A web of entertainment
If I had to name three of the most important and most useful sites on the Internet that I’ve ever used, they would, unsurprisingly, be Google, Wikipedia, and YouTube. (Some would stick Facebook in there, but since I stay off the FB grid, I wouldn’t know).
Granted, they’re far from perfect and are eminently susceptible to manipulation by both the well-intentioned and the unscrupulous. It’s easy to become overly dependent on them for information, and to simply believe what they say and show without any kind of critical intervention. For many students and researchers, Google and Wikipedia have long replaced the physical library — and why not? — without minding the inflexible if inconvenient need for proper attribution of sources and for fact-checking. Google in particular gives weight to the popular, and in this age of fake news, post-truths, and “alternative facts,” where “If it’s retweeted a hundred times, it must be true,” the pitfalls abound.
But with enough awareness and discernment on the user’s part, they can be valuable tools for learning, and I have to say that I can’t possibly get as much work done as I do these days without drawing several times a day on these indispensable sites.
And there’s an even better reason, I’ve discovered, than cold research or trawling for factoids to explore these sites. They form a veritable Worldwide Web of entertainment, taking me to serendipitous discoveries of all sorts, thanks to the Web’s structure of hyperlinks. They often lead me to things and places I’d never have encountered otherwise, which is where much of the entertainment lies, in the continuously unfolding panoramas of knowledge that open up onscreen.
A good example came up about a month ago, while I was watching an episode of Great Performances on PBS (which I get by paying a small subscription fee, well worth the treasure trove of documentaries and arts programs). This one was titled La Dolce Vita: The Music of Italian Cinema, and its featured then New York Philharmonic Symphony Orchestra in a concert of classics by such renowned and popular film composers as Ennio Morricone and Nino Rota. (Morricone is a personal favorite — I keep playing Yo-Yo Ma’s rendition of Gabriel’s Oboe from The Mission, and even visited Morricone’s hometown in Cervara di Roma, where he’s venerated as a hero.)
One tune that captured me was the haunting theme from a film called The Anonymous Venetian, played on the violin by Joshua Bell. I had heard the song before, but Bell performed it with such sublime intensity that it brought my wife Beng to tears when she listened in.

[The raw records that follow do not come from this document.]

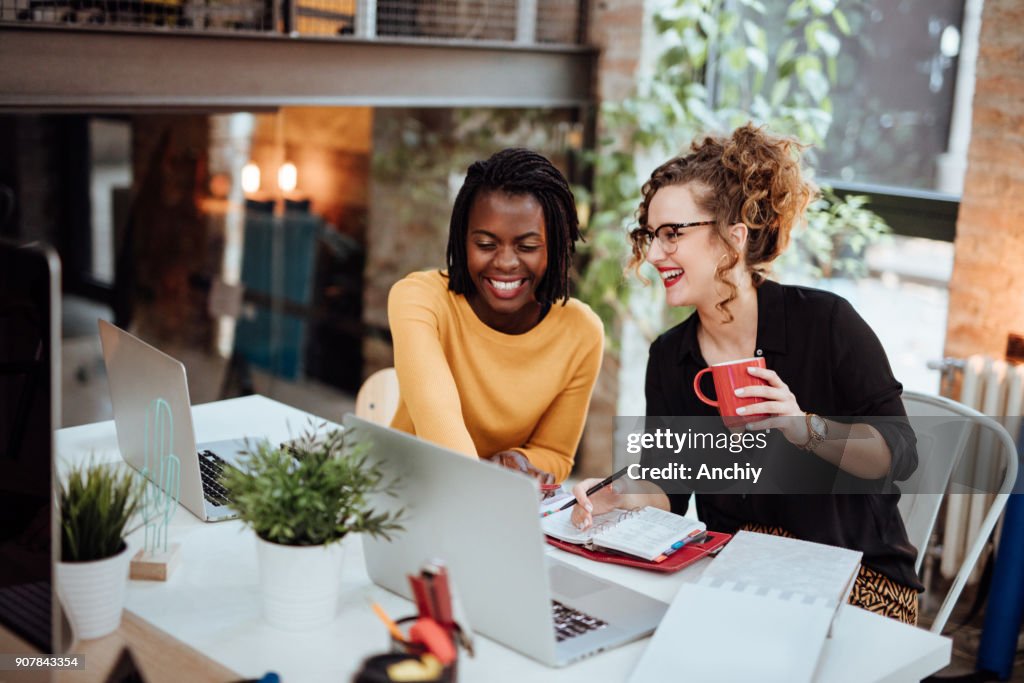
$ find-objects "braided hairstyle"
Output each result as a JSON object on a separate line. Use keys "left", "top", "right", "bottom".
{"left": 446, "top": 148, "right": 582, "bottom": 306}
{"left": 630, "top": 123, "right": 817, "bottom": 321}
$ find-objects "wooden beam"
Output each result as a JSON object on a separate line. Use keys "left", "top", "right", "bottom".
{"left": 0, "top": 27, "right": 596, "bottom": 111}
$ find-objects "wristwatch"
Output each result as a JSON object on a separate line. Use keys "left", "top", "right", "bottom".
{"left": 801, "top": 413, "right": 828, "bottom": 451}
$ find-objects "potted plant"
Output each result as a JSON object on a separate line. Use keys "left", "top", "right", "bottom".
{"left": 221, "top": 424, "right": 403, "bottom": 631}
{"left": 56, "top": 462, "right": 141, "bottom": 640}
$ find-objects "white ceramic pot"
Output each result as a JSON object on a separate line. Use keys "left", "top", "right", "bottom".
{"left": 256, "top": 535, "right": 346, "bottom": 631}
{"left": 56, "top": 544, "right": 131, "bottom": 640}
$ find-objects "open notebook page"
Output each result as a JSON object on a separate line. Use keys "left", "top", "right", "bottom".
{"left": 540, "top": 507, "right": 627, "bottom": 545}
{"left": 542, "top": 506, "right": 706, "bottom": 561}
{"left": 595, "top": 507, "right": 705, "bottom": 561}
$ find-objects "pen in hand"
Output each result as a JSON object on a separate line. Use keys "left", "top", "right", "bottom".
{"left": 551, "top": 466, "right": 630, "bottom": 514}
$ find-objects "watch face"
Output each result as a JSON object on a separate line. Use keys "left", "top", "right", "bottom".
{"left": 811, "top": 415, "right": 827, "bottom": 437}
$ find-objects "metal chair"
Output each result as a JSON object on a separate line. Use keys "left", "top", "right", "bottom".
{"left": 898, "top": 391, "right": 1019, "bottom": 633}
{"left": 354, "top": 367, "right": 400, "bottom": 426}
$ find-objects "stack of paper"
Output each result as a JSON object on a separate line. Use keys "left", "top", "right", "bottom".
{"left": 700, "top": 530, "right": 862, "bottom": 610}
{"left": 629, "top": 531, "right": 862, "bottom": 683}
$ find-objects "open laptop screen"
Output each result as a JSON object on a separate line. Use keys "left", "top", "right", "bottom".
{"left": 0, "top": 239, "right": 63, "bottom": 653}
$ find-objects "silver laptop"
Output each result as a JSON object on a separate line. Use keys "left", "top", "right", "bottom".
{"left": 345, "top": 414, "right": 668, "bottom": 667}
{"left": 98, "top": 320, "right": 248, "bottom": 522}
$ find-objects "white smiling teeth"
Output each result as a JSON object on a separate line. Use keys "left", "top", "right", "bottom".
{"left": 660, "top": 270, "right": 683, "bottom": 280}
{"left": 489, "top": 279, "right": 525, "bottom": 291}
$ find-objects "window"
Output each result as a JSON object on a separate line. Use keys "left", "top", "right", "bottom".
{"left": 817, "top": 0, "right": 968, "bottom": 193}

Now that I had the title, I went to Google to find out more about the song and the movie; Stelvio Cipriani had composed the music for the film, which had been directed in 1970 by Enrico Maria Salerno, starring Tony Musante and Florinda Bolkan. Further Googling revealed that the movie was about a terminally ill musician who meets his ex-wife in Venice, briefly rekindling their old passion. It was panned by the critics (and then again, some bad movies produce the best scores — remember The Promise?). I’m a fan of movies about Venice (Luchino Visconti’s Death in Venice, Nicholas Roeg’s Don’t Look Now) and Beng and I had spent some of our most blissful moments there riding the vaporetto on a one-day visit three years ago, so I went on eBay to buy the movie, but it wasn’t available on DVD.
Neither was it on YouTube, where you can find whole movies if you get lucky (and don’t mind the dubious provenance). But I was able to download the full PBS video on the PBS site and to find other versions of the song on YouTube, from which I cut clips to save to iTunes.
My attention then turned to Joshua Bell, who turned out to be something of a sensation in American music. Among other interesting factoids brought up about him by Wikipedia was that he owned and used a 1713 Stradivarius violin called the Gibson ex Huberman after two of its previous owners, a $4-million instrument which has been stolen not once but twice.
That led me to the story of the violin itself and back to YouTube, where a one-hour documentary titled “The Return of the Violin” traces the long and poignant pedigree of the violin, particularly its time in the hands of the Polish prodigy Bronislaw Huberman. Huberman received the violin as a gift from a Polish noble family in recognition of his astonishing prowess, but even more remarkably, he didn’t rest on his laurels; he saved many Jewish musicians during the Nazi period by recruiting them to join the Israel Philharmonic Orchestra, which he was setting up at the time. (You can watch the video here: https://www.youtube.com/watch?v=tZRS3f4Ir8Q.)
At this point, I was getting far more than entertainment; I was getting an education in music and its humanizing influence, thanks to a few clicks on my keyboard.